Никакого жирка — и от жильца с четвёртого этажа, кажется, отцу удалось избавиться. Из школы-пансиона я по-прежнему приезжаю домой только на летние каникулы, так что понятия не имею, что происходит дома остальные девять месяцев. Да это и не важно. Осталось всего два года в школе, а потом — два года блестящей безукоризненной учёбы в КИЛ, стажировка и работа в Сенате. Лучше всего — личным помощником Корба Крайтона, хотя и против достопочтимого мальёка Трошича я ничего не имею. Вот только приверженцев у строгого авторитарного Крайтона куда больше: слишком либеральные взгляды Трошича вовсе не привлекают к нему сторонников, отнюдь, со стороны он кажется слишком мягкотелым, тогда как Крайтон — настоящая скала. Весьма привлекательная скала, надо сказать. Именно таким и должен быть настоящий мужчина: сильный, властный, уверенный в себе, никому не дающий спуску. Это всё мне поведала, разумеется, Аннет — её отец работает непосредственно с Крайтоном, так что её мнению можно доверять.

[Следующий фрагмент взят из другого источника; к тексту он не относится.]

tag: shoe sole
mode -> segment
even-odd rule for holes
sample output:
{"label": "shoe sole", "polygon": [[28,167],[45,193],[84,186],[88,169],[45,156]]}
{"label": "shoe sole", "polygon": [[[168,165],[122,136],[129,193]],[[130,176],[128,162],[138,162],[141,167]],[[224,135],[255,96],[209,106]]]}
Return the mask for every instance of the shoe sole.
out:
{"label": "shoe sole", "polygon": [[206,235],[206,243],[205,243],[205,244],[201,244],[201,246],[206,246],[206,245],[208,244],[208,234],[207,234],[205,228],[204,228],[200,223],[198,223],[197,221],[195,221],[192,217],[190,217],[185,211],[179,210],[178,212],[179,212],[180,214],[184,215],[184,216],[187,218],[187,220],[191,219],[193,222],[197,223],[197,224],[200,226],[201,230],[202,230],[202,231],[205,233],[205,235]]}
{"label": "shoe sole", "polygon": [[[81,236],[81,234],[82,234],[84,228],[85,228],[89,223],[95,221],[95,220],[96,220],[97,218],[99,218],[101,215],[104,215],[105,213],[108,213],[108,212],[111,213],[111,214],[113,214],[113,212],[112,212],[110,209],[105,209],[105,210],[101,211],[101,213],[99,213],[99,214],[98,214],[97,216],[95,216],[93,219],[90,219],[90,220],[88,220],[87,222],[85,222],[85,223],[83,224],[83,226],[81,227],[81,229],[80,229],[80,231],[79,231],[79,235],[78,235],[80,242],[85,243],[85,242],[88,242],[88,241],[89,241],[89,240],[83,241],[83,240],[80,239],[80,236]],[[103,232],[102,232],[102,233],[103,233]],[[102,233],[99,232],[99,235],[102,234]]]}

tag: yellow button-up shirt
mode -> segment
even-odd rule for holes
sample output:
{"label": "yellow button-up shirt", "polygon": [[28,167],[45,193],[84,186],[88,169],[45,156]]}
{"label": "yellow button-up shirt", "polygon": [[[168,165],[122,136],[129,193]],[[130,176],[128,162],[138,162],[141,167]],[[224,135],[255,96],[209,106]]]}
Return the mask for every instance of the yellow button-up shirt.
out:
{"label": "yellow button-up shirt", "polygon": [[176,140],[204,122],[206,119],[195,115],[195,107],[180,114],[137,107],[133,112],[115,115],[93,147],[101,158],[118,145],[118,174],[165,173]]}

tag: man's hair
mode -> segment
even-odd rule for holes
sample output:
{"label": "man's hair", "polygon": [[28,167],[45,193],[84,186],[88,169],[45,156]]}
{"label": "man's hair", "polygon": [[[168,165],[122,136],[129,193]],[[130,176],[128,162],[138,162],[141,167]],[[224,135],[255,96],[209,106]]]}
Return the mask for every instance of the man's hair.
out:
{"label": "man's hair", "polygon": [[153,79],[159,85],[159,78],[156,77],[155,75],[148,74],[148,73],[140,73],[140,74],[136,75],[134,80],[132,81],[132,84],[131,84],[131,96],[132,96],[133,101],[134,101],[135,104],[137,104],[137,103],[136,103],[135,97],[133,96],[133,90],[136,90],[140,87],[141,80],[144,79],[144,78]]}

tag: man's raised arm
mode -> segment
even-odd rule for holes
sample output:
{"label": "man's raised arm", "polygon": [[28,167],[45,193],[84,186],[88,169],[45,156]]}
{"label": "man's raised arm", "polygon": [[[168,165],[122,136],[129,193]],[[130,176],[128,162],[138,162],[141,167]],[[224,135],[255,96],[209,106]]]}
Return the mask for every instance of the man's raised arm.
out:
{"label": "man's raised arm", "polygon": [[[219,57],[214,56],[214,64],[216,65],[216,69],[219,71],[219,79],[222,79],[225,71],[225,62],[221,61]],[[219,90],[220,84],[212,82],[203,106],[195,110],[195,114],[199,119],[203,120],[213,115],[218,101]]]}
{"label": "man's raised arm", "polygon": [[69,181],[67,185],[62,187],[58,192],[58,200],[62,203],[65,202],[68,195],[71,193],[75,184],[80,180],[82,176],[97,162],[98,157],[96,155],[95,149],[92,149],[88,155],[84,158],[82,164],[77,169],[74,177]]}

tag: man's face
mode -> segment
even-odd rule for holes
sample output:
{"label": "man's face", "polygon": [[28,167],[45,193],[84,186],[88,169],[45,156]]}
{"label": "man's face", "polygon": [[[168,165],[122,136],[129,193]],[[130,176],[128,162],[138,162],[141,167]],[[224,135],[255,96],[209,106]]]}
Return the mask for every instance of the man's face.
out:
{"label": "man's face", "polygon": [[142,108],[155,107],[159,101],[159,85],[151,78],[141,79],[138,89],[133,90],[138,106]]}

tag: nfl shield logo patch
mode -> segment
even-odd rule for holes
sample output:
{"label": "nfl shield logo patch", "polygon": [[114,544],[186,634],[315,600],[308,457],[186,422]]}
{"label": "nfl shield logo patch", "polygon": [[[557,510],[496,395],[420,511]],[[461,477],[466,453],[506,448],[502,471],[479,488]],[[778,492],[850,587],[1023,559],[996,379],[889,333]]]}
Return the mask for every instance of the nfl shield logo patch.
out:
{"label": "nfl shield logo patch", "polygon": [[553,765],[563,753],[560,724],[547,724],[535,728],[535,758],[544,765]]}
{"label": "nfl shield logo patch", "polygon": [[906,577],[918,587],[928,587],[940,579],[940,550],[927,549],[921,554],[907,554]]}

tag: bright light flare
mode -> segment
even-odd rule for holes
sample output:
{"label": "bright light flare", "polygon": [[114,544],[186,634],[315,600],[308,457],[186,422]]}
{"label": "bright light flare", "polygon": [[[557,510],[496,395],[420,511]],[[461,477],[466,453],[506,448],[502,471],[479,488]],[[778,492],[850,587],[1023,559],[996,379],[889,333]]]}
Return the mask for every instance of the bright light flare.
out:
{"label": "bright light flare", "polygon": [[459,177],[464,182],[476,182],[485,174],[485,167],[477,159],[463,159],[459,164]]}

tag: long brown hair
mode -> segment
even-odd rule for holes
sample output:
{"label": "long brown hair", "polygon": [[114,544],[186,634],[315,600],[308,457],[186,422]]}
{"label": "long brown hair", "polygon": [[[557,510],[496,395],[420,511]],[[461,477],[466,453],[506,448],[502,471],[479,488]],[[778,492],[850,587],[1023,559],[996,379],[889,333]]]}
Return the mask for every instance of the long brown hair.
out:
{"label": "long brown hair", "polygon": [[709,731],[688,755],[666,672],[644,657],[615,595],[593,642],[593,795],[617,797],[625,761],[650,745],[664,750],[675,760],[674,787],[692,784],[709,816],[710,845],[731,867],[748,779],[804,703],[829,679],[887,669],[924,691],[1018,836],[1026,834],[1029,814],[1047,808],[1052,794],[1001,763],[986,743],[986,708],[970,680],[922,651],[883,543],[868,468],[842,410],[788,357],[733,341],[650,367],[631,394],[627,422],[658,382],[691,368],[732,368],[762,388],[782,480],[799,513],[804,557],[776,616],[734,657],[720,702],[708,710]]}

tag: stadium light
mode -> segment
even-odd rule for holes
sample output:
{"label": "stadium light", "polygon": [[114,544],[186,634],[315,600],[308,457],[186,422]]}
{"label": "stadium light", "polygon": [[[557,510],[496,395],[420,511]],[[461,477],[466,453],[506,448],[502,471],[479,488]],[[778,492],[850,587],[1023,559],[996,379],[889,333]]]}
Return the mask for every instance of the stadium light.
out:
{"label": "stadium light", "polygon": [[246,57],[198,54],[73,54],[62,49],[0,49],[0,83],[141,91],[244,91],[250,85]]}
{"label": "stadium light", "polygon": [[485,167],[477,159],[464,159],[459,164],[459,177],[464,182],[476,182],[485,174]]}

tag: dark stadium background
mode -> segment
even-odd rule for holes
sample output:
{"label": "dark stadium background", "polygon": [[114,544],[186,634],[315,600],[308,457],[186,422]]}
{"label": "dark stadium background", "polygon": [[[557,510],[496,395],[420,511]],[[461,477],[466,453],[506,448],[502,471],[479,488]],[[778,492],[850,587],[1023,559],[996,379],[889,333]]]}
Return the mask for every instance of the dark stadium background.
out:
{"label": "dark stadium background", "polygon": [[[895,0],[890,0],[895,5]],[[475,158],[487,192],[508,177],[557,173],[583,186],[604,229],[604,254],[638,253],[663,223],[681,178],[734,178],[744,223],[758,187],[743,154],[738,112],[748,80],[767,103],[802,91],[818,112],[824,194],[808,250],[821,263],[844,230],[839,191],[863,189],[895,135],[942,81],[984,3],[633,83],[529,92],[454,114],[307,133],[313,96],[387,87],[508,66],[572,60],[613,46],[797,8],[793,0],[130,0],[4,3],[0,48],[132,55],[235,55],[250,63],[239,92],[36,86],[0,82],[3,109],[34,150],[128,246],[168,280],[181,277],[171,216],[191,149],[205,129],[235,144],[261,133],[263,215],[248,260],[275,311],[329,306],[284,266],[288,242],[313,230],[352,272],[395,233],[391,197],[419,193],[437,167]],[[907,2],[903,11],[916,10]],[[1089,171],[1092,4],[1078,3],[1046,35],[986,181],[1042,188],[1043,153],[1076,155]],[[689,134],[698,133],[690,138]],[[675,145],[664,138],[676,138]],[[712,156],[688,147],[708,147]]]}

Вот по поводу "блестящей учёбы" имелись некоторые сомнения. Лайгон — древний язык, на котором до тысяча четыреста восемьдесят девятого года писались абсолютно все тексты и учебники по чаровству — давался мне из рук вон плохо. Некоторые другие дурацкие предметы — математика, естествознание, история — тоже. Конечно, у меня была масса друзей и подруг, готовых без особых просьб с моей стороны дать списать любое домашнее задание и подбросить ответы на любую контрольную работу, так что оценки мои почти всегда приближались к отличным, но в КИЛе-то всё будет иначе… От мыслей о проклятом лайгоне я снова перешла к воспоминаниям о том, как тощий глист угадал про списывание. Может быть, он провидец? В любом случае по поводу его дара родители мне соврали.